16. Powinieneś mu powiedzieć
Huk. Hałas, jakby coś się stłukło, niewyraźne wrzaski, a potem nagła cisza. Głos był przerażająco znajomy - pisk Mabel. Nie dało się go z niczym pomylić. Wendy zaczęła myśleć gorączkowo. Cipher był w domu, to oczywiste. Wcześniej była tu także Pacyfika, ale wyszła jakiś czas temu. Nie wiedziała, co działo się z Dipperem, ale na pewno nic dobrego. Mabel brzmiała na złą i przerażoną jednocześnie, a to źle wróżyło, bo do tej pory Bill był jej ulubionym człowiekiem na ziemi. Coś musiało się stać.
- Naboki, pilnuj sklepu. Idę ratować twoją panią - mruknęła rudowłosa, odkładając czytany wcześniej magazyn na ladę.

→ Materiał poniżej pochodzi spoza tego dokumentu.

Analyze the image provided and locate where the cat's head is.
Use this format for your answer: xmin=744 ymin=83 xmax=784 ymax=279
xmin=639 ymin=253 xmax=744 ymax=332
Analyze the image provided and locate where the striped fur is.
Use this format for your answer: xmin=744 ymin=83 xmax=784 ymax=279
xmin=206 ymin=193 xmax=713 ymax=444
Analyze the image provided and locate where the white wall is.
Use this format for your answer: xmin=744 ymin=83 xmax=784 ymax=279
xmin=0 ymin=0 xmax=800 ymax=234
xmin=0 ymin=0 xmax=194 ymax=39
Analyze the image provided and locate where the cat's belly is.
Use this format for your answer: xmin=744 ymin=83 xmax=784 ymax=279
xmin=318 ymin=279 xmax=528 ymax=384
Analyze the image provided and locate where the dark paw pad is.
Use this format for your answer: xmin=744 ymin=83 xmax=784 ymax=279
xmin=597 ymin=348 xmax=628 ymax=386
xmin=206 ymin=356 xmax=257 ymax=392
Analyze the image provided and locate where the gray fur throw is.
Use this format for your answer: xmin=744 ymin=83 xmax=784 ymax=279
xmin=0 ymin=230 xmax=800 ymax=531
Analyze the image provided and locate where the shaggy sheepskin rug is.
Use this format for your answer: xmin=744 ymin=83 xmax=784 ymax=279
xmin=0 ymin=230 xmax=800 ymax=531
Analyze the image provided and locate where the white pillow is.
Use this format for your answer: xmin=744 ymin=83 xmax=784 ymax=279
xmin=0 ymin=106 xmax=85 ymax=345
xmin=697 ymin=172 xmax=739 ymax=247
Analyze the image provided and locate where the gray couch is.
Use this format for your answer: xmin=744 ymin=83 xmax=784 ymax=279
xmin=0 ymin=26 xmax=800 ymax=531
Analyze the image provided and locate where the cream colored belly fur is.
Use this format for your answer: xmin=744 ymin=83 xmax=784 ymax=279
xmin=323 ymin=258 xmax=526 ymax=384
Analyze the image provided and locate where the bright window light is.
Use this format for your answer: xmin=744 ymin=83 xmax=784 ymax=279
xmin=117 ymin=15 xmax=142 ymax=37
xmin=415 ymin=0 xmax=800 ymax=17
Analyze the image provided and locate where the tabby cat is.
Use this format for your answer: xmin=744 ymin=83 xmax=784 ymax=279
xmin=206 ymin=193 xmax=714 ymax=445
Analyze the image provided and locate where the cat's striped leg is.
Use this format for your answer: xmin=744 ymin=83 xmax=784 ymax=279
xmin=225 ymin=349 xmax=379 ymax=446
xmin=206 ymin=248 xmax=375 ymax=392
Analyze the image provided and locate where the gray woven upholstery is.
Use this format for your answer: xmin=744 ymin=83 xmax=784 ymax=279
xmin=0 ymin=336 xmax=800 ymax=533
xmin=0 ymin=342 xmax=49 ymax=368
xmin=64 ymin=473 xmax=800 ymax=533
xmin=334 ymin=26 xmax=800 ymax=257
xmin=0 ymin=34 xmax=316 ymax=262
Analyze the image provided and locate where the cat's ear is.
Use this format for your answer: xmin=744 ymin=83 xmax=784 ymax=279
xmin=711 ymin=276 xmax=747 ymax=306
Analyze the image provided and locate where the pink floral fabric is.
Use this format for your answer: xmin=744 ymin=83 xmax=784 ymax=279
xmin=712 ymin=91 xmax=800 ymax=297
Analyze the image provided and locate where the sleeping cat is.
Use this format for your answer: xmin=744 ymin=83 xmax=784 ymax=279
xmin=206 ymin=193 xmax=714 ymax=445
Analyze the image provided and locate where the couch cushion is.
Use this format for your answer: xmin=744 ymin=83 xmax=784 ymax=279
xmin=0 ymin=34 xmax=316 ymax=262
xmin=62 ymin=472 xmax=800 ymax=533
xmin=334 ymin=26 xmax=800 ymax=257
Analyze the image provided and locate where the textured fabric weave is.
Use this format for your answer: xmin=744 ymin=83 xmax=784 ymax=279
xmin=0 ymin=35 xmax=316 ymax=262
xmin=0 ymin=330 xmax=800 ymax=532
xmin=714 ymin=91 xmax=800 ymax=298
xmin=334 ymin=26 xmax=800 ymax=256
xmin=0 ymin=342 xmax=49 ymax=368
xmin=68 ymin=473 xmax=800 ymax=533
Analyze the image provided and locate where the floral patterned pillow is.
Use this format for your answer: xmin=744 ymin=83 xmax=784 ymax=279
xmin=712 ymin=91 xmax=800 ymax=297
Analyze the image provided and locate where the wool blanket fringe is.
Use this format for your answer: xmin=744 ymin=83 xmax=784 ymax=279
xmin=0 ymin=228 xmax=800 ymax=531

Świnka niezbyt przejęła się powierzonym zadaniem, ponownie zapadając w drzemkę, jednak Wendy nie zwróciła na to zbytniej uwagi. Stwierdziła, że skradanie się nie ma większego sensu, bo gdyby chciał, demon i tak wyczułby jej obecność. Element zaskoczenia to podstawa. Wybiegła ze sklepu, zgarniając jeden ze stojących na półce słoików. Zdawała sobie sprawę, że sama ma marne szanse w starciu z Cipherem, jednak nie miała zamiaru poddawać się bez walki. Wpadła do salonu jak burza, gotowa robić słój na głowie znienawidzonego demona, jednak widok, jaki zastała w pomieszczeniu, skutecznie odwiódł ją od zamiaru robienia czegokolwiek.
Bill leżał na podłodze bez ruchu, z zamkniętymi oczami. Kanapa jakimś cudem znalazła się w wejściu do kuchni, telewizor leżał potłuczony na podłodze, dywan był niemalże w strzępach. Z sufitu sypał się tynk, a po środku pokoju unosiła się w powietrzu półprzezroczysta różowawa kula energii. W środku siedziała Mabel, wyglądając na wściekłą, wystraszoną i obrażoną jednocześnie. Ale co najważniejsze, wyglądając na siedemnastolatkę.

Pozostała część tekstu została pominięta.